Com explanação de Sílvia Silva, a deputada reclama um quadro legal própria, partilhando que, “de acordo com os dados do Recenseamento Agrícola de 2019, a Região Autónoma da Madeira contava com 13.534 explorações agrícolas, das quais cerca de 98% eram geridas por produtores singulares, envolvendo aproximadamente 37.000 pessoas, o que corresponde a cerca de 14,5 % da população residente”.
A socialista pede, no documento, “um regime fiscal que se ajuste aos rendimentos variáveis”, projetando “uma adequação destes direitos em sede de concertação social”, mas, desde já, deixa duas contribuições base: “isenção de IRS e redução da idade da reforma”.

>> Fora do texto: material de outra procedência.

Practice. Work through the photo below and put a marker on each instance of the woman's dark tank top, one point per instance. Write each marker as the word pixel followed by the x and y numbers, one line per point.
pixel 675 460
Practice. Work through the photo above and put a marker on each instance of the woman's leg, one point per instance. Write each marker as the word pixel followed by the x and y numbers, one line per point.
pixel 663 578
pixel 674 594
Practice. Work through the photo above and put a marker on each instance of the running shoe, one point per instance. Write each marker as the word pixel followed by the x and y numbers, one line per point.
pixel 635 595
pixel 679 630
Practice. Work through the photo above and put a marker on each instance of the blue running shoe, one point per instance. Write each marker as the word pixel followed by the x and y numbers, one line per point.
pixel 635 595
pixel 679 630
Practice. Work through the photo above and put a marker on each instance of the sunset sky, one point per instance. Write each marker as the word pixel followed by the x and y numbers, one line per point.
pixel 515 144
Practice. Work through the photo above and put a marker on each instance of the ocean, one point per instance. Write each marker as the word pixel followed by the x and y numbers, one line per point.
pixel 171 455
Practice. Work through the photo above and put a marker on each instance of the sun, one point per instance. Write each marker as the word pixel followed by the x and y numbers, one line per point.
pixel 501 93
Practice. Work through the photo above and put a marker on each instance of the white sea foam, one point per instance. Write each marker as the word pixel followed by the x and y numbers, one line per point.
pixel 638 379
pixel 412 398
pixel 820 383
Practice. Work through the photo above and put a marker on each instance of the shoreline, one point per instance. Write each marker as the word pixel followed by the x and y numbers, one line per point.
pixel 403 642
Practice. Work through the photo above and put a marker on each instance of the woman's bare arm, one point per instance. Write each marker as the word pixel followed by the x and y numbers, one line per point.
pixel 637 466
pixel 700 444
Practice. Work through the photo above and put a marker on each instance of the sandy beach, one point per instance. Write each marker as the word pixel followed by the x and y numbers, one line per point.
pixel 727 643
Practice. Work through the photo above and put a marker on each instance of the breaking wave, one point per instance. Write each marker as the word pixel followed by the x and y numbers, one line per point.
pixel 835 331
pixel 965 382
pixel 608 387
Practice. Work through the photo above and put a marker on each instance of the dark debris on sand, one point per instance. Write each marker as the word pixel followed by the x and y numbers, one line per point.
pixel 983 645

Aqui, na idade de reforma [a partir dos 60 anos de idade], para os agricultores detentores do Estatuto da Agricultura Familiar, releva não ser nada de novo e seria concretizada “à semelhança do que sucede com outras profissões de desgaste rápido, como pescadores e bordadeiras”.
Na súmula, “criar um regime fiscal e um regime de segurança social próprios e adequados à Agricultura Familiar é uma medida justa e necessária, há muitos anos prometida”.